翔は、氷室の氷を使った冷却技術を試すため、藩との交渉を模索していた。しかし、氷室の氷は江戸の権力構造における象徴的な資源であり、藩主や上級武士の特権品だった。「庶民が手を出せるものではない」と、冷たく現実が突きつけられるたびに、翔の焦りは募った。
そんなある日、市場で魚を調べている翔に、ひとりの男が話しかけた。「あんた、氷室の氷を狙ってるらしいな。そりゃあ、相当に無謀な話だ。」声の主は、歳のころ四十代後半の堂々とした商人風の男だった。

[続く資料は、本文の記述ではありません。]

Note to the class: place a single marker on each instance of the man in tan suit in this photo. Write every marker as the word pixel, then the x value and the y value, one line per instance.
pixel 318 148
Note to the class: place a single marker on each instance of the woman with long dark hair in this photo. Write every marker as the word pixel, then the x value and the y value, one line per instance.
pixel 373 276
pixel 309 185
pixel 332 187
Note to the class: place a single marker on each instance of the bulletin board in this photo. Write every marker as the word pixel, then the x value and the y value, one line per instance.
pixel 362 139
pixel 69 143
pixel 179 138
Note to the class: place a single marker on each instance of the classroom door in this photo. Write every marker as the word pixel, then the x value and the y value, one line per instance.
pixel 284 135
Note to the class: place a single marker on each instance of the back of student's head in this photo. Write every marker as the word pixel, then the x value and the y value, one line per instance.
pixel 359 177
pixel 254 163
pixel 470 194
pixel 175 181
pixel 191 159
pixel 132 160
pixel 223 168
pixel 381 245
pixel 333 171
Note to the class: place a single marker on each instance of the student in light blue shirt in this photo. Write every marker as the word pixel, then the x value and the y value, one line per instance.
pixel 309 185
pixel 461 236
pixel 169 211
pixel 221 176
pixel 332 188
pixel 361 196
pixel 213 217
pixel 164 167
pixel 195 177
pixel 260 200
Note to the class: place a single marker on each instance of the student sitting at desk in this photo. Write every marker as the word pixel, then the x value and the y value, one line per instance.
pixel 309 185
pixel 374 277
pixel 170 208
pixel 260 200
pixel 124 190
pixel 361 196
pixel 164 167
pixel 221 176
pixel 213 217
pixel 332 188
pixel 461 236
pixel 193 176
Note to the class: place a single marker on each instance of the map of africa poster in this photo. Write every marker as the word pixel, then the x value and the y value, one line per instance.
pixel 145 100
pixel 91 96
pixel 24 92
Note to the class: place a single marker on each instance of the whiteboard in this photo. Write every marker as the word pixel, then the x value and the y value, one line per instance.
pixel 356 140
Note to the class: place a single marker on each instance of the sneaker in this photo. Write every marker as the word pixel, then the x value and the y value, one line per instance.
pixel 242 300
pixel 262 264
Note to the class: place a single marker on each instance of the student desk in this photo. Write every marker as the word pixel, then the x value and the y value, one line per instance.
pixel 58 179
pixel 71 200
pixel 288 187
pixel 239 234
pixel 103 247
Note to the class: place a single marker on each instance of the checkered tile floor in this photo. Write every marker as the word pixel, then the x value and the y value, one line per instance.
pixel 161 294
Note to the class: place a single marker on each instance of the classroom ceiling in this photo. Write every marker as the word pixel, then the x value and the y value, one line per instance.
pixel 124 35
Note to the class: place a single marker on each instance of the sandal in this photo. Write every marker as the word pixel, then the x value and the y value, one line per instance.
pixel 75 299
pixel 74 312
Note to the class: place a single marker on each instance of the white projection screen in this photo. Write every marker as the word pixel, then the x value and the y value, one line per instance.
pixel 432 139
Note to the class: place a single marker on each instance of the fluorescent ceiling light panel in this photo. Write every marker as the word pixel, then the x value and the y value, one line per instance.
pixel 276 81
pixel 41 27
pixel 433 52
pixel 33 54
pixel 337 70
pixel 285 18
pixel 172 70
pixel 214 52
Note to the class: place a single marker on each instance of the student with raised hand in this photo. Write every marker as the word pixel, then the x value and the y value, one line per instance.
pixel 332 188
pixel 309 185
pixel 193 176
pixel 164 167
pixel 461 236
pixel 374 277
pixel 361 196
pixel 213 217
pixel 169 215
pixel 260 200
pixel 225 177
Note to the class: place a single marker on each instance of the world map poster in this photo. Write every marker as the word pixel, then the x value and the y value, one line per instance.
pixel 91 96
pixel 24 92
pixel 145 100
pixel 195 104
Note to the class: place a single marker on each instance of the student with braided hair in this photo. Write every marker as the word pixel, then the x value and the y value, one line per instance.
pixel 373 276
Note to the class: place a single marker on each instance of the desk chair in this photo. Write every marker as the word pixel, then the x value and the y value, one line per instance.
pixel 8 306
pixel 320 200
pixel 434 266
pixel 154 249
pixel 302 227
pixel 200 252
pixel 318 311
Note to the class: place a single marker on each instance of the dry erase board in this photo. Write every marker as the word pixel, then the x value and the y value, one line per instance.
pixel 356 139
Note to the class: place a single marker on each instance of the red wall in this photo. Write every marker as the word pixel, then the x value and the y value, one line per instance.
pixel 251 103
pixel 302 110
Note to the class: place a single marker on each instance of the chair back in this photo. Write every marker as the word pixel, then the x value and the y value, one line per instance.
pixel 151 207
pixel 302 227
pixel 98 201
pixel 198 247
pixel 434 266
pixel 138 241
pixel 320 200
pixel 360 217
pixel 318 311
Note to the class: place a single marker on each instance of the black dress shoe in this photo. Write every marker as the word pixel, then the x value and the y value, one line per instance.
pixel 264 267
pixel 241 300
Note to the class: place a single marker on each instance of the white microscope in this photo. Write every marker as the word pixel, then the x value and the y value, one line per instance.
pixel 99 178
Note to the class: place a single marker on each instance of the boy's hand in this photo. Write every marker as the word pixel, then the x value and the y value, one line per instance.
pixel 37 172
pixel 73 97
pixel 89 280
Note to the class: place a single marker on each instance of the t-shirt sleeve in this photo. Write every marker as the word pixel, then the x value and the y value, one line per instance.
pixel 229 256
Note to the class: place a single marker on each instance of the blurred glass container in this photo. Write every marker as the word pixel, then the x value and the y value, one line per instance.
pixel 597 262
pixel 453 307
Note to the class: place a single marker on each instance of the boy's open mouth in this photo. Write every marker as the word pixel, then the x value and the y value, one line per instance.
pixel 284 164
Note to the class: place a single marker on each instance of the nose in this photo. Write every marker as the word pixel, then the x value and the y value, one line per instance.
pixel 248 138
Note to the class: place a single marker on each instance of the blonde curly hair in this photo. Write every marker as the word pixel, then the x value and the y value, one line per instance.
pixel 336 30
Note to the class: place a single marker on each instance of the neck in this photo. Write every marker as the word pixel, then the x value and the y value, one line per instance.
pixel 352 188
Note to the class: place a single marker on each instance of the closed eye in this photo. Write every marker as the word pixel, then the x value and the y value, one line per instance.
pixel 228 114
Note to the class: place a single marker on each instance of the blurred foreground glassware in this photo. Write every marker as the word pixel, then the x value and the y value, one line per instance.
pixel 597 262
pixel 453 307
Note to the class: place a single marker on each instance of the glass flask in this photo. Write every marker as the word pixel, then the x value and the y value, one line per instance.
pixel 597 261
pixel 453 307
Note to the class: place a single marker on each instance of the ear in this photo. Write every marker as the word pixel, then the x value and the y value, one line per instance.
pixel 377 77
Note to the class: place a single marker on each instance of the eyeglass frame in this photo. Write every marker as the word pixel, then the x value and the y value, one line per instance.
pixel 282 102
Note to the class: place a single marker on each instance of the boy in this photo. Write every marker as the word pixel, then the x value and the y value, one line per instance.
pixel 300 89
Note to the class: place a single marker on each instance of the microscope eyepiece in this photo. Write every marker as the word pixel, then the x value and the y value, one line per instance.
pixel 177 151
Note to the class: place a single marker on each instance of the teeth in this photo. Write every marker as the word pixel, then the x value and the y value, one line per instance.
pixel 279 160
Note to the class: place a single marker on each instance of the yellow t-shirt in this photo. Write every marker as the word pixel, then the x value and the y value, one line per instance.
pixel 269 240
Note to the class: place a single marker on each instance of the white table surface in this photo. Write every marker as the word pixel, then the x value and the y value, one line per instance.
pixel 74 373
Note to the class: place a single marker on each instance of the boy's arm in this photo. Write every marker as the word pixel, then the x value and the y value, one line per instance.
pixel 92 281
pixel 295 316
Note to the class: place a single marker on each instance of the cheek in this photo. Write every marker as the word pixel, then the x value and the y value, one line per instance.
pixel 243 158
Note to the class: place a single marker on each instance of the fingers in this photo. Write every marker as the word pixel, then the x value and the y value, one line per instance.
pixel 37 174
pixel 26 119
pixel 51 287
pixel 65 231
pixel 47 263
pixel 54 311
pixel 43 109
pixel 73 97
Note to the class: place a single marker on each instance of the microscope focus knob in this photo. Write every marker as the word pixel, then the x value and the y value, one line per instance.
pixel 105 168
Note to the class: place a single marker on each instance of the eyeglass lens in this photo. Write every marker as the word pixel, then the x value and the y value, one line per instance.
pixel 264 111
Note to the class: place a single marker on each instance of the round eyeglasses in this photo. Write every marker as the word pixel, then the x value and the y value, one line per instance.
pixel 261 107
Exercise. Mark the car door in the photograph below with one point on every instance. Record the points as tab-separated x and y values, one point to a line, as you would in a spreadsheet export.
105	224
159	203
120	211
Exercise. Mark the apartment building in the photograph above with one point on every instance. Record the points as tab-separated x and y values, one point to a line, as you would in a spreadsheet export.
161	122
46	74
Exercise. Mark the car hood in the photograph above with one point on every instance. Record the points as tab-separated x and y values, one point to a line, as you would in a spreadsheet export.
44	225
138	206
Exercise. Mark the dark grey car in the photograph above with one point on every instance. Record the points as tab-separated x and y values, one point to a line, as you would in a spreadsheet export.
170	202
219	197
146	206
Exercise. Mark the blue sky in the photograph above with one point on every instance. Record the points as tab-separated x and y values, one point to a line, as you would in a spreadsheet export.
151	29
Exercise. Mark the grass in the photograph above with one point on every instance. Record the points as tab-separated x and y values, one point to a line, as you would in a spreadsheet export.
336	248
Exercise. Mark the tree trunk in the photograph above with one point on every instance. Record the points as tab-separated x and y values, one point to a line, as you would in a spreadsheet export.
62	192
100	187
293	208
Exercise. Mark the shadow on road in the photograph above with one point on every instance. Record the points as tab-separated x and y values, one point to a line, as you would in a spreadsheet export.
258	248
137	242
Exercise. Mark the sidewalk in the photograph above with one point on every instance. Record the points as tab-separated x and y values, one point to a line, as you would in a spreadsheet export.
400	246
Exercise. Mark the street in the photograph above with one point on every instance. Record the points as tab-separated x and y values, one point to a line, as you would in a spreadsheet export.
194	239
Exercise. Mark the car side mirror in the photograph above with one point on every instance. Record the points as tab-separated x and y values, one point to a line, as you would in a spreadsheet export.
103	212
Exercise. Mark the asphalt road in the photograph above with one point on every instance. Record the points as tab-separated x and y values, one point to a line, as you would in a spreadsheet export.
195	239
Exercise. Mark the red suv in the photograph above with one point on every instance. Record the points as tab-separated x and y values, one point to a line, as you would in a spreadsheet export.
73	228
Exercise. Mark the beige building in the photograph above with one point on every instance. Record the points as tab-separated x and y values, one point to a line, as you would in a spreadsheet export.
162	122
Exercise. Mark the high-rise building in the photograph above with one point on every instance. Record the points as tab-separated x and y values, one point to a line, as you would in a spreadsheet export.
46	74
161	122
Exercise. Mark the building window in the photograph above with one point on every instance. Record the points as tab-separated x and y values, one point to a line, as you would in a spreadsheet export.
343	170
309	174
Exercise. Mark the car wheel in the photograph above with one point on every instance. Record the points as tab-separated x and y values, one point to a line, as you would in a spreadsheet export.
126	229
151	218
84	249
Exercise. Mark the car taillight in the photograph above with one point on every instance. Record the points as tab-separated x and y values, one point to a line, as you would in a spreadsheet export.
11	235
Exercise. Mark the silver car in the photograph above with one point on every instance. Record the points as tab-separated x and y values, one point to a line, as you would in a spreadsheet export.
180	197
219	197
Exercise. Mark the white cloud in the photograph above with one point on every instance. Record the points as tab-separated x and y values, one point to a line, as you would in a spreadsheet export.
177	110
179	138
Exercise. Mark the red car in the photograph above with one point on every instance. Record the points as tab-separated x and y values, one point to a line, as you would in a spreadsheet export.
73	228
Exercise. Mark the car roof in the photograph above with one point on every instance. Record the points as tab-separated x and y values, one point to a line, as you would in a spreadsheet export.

「俺は伊兵衛。この市場の魚問屋を仕切ってる。氷室の氷を商売に使おうなんて、大胆すぎるが、あんたの話には興味が湧いた。俺もいい魚をいい値で売りたいからな。」伊兵衛の言葉に、翔は思わず胸が高鳴った。
伊兵衛は翔の計画を聞き、協力を申し出た。「役所への口添えぐらいならしてやる。だが、向こうが首を縦に振るかどうかは、あんた次第だ。」
数日後、伊兵衛の引き立てで、翔は藩役所の門をくぐった。冷たい視線を向ける門番に頭を下げ、伊兵衛の人脈を駆使して役人との面会が叶った。しかし、待ち構えていたのは厳しい現実だった。
「氷室の氷は藩主のためのものだ。商いに使うなど論外だ。」役人たちは翔の説明を一蹴した。
伊兵衛が割って入る。「確かにそうかもしれない。しかし、この男の計画が成功すれば、江戸の寿司文化は一変する。結果として藩の名声も高まるだろう。」
翔も続けた。「鮮魚を冷やす新しい方法を試し、実現できれば、この町の市場に革命が起きます。そして、それは藩の利益に直結するはずです。」
一瞬、部屋に静寂が訪れた。やがてひとりの役人が口を開いた。「ならば、試験的に少量の氷を提供しよう。ただし、結果が出なければ、今後の協力は断る。」